While the line of questioning itself was incredibly frustrating, it was nothing compared to Mr Davis’ completely unfounded suggestion that animal welfare is so bad that farmers ‘wouldn’t want us to go around showing people pictures of what goes on in a farm’.
My shock and disappointment at his comments was clear to anyone listening and it was shared by many of you who took to social media to share your disbelief and frustrations at his comments.
It was down to this instant and overwhelming reaction that the programme revisited the topic on Friday’s show and it was good to hear Evan Davis put his self-confessed “clumsy expression” right.
However, we didn’t get a response to my invitation to broadcast the programme from my farm and I will be following this up with the BBC.

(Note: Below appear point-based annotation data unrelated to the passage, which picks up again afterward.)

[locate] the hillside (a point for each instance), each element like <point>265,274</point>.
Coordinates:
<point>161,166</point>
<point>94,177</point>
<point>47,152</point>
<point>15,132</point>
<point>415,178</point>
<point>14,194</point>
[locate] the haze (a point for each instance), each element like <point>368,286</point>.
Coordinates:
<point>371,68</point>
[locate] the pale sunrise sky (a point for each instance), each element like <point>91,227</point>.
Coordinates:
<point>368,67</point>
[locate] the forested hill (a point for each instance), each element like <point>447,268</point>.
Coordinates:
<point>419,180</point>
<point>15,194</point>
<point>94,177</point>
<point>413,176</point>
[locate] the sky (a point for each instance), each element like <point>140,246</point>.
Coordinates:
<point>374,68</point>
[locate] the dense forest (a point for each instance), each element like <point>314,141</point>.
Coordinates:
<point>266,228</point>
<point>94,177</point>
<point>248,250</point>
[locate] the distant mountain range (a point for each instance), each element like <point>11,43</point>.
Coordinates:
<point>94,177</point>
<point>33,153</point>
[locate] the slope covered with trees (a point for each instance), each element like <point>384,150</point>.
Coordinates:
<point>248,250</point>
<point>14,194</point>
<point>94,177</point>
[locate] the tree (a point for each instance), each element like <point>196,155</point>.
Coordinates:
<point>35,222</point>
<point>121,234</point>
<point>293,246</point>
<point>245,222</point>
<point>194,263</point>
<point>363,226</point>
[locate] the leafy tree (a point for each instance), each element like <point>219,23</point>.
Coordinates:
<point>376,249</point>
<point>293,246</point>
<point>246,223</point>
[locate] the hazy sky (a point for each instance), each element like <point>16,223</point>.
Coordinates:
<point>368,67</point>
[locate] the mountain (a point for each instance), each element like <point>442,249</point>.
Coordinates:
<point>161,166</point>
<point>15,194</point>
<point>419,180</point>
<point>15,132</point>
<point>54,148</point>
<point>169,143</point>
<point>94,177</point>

It would be unfair to say this bias pervades the entire BBC – it’s currently the only broadcaster that devotes a significant amount of time to farming and rural issues.
It’s also wrong to say that the farming industry is not up for challenge or rational debate.
But if such a large broadcaster continues to address massive issues like food security, standards and the problems of feeding a growing population through only one lens of whether we should eat less meat it misses the point.
Does this approach really help the national debate about one of the most important issues our country faces: How will we feed Britain in the years to come?
As frustrating as that experience was, the fact is that public support for farming has not been higher for years.
Last week’s Farmer Favourability survey shows that 86% of the British public want to maintain our high production standards in future trade deals, and it is striking that Donald Trump’s visit to the UK, sparked a further 2,000 people to join the NFU’s campaign to Back British Farming in just two days.
Over the past six months the NFU has been in regular contact with BBC and in March I met with senior BBC figures about how they can take a more balanced approach when it comes to food and farming.
There are real and pressing challenges which BBC News should be reporting on. It’s up to us as farmers to keep reminding them of this alongside showcasing our high standards and environmental delivery. I will be doing just that.